I haven't kept any but that's what I have read on the care sheets I've looked at LOL

----------


## Patrick Long

There is a difference in Knowledge and Information.

----------


## Soterios

So Pat and Will, what do you think of reptisand?

----------


## Patrick Long

I personally like crushed walnut shell. I like the smell of it, the look of it, and the ease of clean.

I HATE reptisand, becuse it gets EVERYWHERE. lol

----------


## likebull1

I had good experience with reptisand. i used to get a bearded dragon sand skimmer to clean out the substrate spot cleaning and replaced the sand every 3 weeks.

----------


## wilomn

I've never used reptisand but I've been using Playsand since long before Tiffany was born.

Multiple generations.

In sand.

Multiple.

----------


## likebull1

Also like pat said crushed walnut works well.

----------


## bobbittle

I'm going to be honest, you guys are among a handful of sand boa keepers I've heard actually keep them on sand. Most people, including breeders, I know keep them on aspen. Why do you choose sand (other than saying "That's what they live on in the wild")?

----------


## Patrick Long

Well us saying "thats why they live on in the wild" is true is it not?

They are not Shredded Aspen Boas.....

I used to keep them on sand becuase it was cheap and easy. It got to messy like I said, so I did Crushed Walnut.

I dont claim to be an expert on Sand Boas, but I do know plenty of people that DO NOT use aspen.

----------


## Soterios

Thanks for the opinions folks. I'll post up pics my my little worm in her new cage and sand tonight.

----------


## bobbittle

Sure it's true. But unless you're going for a naturalistic terrarium setup, is it necessary? I'm not for or against sand for sand boas, I don't really see impaction as that much of a danger, I'm just curious why you use it.

I have always avoided crushed walnut bedding because of the problems lizards have with it. I believe I saw a study stating it was the leading cause of impaction in bearded dragons. And it's quite sharp, I would worry about scratching up sensitive areas.

----------


## Soterios

> Sure it's true. But unless you're going for a naturalistic terrarium setup, is it necessary? I'm not for or against sand for sand boas, I don't really see impaction as that much of a danger, I'm just curious why you use it.
> 
> I have always avoided crushed walnut bedding because of the problems lizards have with it. I believe I saw a study stating it was the leading cause of impaction in bearded dragons. And it's quite sharp, I would worry about scratching up sensitive areas.

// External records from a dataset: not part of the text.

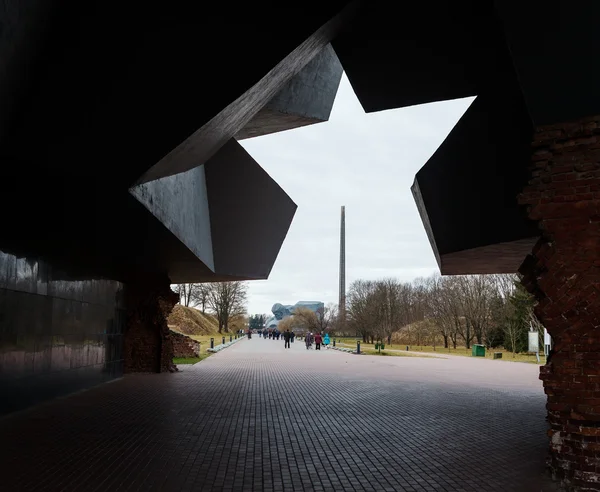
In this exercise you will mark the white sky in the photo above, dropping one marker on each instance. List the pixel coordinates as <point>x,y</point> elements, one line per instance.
<point>366,162</point>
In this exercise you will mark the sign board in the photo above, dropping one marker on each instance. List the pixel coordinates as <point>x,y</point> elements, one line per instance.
<point>533,341</point>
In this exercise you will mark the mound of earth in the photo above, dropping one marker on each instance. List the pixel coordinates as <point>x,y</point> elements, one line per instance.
<point>190,321</point>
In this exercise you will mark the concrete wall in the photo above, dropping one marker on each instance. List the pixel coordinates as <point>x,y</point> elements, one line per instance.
<point>57,335</point>
<point>306,99</point>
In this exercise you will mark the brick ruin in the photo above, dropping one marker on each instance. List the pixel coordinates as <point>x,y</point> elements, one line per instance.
<point>563,272</point>
<point>148,340</point>
<point>184,346</point>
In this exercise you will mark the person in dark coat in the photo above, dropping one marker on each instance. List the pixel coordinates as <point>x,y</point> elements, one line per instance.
<point>318,341</point>
<point>287,336</point>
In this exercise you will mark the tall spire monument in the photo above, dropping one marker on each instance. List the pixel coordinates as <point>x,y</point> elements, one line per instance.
<point>342,301</point>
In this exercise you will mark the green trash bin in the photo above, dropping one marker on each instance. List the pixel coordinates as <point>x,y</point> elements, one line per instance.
<point>478,350</point>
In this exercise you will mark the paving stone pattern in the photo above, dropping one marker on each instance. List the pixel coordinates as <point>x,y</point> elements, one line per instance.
<point>258,417</point>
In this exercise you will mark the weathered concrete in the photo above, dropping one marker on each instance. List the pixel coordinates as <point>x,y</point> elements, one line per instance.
<point>306,99</point>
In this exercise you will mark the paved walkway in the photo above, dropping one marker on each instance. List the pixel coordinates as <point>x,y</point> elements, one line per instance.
<point>256,417</point>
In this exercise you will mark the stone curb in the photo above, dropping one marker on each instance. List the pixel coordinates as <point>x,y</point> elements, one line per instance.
<point>344,349</point>
<point>222,346</point>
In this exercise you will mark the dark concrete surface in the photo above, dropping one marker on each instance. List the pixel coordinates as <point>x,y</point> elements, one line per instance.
<point>258,417</point>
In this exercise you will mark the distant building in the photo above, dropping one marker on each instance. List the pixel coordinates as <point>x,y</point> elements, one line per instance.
<point>281,311</point>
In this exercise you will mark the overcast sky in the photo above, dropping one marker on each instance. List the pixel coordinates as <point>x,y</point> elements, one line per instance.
<point>366,162</point>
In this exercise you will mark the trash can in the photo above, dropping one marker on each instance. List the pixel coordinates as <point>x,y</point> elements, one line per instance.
<point>478,350</point>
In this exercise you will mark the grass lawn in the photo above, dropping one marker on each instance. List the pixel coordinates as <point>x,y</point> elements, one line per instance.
<point>191,360</point>
<point>462,351</point>
<point>399,353</point>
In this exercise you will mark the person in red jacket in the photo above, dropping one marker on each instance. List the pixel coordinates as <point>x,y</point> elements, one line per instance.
<point>318,341</point>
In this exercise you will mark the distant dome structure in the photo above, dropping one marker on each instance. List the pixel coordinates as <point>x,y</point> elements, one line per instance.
<point>281,311</point>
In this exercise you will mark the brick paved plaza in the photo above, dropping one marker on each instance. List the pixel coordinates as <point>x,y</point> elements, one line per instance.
<point>258,417</point>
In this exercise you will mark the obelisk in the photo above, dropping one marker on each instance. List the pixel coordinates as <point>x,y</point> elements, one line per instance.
<point>342,299</point>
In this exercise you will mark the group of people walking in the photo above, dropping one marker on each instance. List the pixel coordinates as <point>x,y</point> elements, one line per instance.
<point>317,339</point>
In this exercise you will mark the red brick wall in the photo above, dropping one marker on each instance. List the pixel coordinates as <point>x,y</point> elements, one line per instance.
<point>564,274</point>
<point>184,346</point>
<point>148,345</point>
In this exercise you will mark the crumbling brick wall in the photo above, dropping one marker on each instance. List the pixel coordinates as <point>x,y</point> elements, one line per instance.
<point>564,274</point>
<point>148,345</point>
<point>184,346</point>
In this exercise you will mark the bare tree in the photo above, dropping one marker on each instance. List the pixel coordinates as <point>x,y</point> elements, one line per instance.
<point>192,295</point>
<point>226,300</point>
<point>327,317</point>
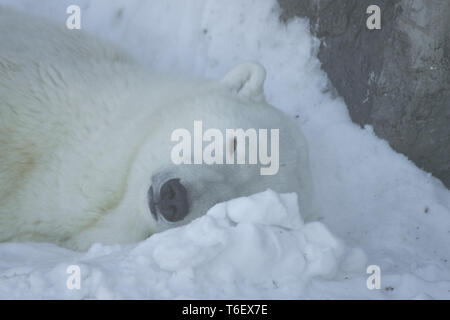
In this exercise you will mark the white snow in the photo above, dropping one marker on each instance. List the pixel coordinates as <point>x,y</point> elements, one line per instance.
<point>376,207</point>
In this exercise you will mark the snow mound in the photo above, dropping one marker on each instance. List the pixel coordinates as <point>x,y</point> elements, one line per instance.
<point>245,248</point>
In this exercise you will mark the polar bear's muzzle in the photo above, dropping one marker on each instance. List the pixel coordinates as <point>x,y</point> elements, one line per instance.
<point>172,204</point>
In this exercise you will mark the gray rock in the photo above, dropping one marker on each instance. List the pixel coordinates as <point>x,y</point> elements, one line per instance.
<point>398,78</point>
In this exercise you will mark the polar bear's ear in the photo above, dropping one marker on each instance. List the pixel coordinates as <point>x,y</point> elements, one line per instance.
<point>247,80</point>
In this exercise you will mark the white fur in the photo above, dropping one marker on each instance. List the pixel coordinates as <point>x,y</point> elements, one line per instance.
<point>83,129</point>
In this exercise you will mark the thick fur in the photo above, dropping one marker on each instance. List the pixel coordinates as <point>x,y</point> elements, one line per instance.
<point>84,129</point>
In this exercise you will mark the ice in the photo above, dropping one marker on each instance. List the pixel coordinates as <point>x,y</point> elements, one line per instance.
<point>240,248</point>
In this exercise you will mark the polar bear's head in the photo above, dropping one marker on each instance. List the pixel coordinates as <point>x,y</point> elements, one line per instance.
<point>171,192</point>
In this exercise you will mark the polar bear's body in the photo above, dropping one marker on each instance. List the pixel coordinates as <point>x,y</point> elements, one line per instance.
<point>84,131</point>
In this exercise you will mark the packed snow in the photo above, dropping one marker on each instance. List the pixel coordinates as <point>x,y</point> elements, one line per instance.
<point>375,206</point>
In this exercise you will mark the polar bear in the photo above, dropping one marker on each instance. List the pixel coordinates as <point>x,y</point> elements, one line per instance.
<point>85,140</point>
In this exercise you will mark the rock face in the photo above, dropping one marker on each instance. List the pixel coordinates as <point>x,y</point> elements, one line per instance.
<point>397,78</point>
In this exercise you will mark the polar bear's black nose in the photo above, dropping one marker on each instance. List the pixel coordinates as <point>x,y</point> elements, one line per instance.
<point>173,201</point>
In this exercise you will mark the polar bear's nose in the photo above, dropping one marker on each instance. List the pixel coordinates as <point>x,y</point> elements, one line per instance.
<point>173,201</point>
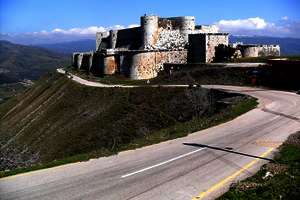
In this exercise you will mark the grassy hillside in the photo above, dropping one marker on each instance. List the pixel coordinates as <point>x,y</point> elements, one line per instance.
<point>58,119</point>
<point>18,62</point>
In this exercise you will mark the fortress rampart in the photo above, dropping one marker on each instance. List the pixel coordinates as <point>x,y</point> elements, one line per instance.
<point>140,52</point>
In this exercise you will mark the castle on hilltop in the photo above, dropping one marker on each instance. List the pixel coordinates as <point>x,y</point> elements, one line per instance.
<point>141,52</point>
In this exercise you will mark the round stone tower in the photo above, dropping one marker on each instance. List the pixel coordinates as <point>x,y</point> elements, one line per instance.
<point>250,51</point>
<point>187,25</point>
<point>113,36</point>
<point>149,25</point>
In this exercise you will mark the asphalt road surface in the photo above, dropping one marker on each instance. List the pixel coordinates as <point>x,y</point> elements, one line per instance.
<point>172,170</point>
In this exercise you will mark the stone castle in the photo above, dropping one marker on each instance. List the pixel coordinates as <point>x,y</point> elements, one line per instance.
<point>140,52</point>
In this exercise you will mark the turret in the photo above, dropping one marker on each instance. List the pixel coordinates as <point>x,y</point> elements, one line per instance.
<point>149,26</point>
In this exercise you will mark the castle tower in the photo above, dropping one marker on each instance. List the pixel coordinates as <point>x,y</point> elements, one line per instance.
<point>149,25</point>
<point>113,36</point>
<point>187,25</point>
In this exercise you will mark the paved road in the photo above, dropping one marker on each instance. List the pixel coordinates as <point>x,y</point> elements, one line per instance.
<point>171,170</point>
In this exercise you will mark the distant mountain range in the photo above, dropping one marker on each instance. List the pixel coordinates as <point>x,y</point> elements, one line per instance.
<point>289,46</point>
<point>70,47</point>
<point>19,62</point>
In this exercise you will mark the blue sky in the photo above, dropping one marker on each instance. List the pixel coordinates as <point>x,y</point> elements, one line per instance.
<point>28,16</point>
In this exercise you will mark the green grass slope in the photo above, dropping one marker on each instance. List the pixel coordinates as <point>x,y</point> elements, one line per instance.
<point>58,119</point>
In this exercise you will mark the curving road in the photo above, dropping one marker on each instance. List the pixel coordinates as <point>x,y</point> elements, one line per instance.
<point>172,170</point>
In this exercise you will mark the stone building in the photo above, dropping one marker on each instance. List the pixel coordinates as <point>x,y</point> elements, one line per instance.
<point>140,52</point>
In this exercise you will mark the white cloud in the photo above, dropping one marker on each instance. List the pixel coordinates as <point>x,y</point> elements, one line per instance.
<point>259,26</point>
<point>133,25</point>
<point>248,24</point>
<point>84,31</point>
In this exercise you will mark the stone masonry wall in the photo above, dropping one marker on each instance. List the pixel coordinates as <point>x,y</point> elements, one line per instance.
<point>146,65</point>
<point>269,50</point>
<point>212,41</point>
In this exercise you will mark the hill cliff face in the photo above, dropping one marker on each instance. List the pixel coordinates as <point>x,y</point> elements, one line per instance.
<point>18,62</point>
<point>58,118</point>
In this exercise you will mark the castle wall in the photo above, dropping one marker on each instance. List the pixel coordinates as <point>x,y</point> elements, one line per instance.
<point>212,41</point>
<point>149,25</point>
<point>259,50</point>
<point>269,50</point>
<point>146,65</point>
<point>202,46</point>
<point>130,39</point>
<point>101,38</point>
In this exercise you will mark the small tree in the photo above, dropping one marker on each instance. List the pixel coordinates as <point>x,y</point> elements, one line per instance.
<point>224,53</point>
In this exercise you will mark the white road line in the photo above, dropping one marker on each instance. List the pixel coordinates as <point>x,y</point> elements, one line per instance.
<point>162,163</point>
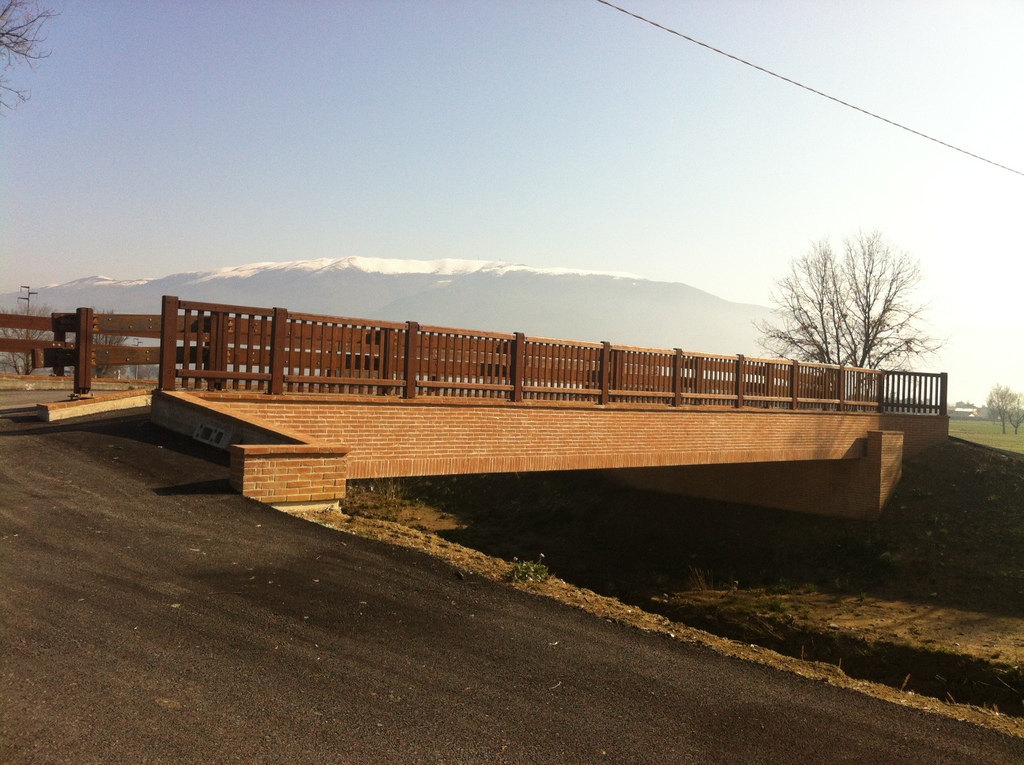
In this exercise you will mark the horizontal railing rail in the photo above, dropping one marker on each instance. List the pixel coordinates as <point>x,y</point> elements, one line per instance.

All my animals live in display cages, so I like the cages to look nice. If sand is suitable for her, and she's healthy in it, I'll use it.

----------


## Mike@OutbackReptiles-D

We keep our sand boas on "sani-chip" which is a form of aspen that is chipped instead of shaved or shredded. It acts very similar to crushed walnut shell and is very easy to spot clean. Another advantage is that it is a lot lighter than sand, and does not scratch or wear down the racks we keep our boas in.

I've never seen any problems with impaction either, or if there was a problem it sorted itself out before it became a noticeable problem (if you know what i mean).

----------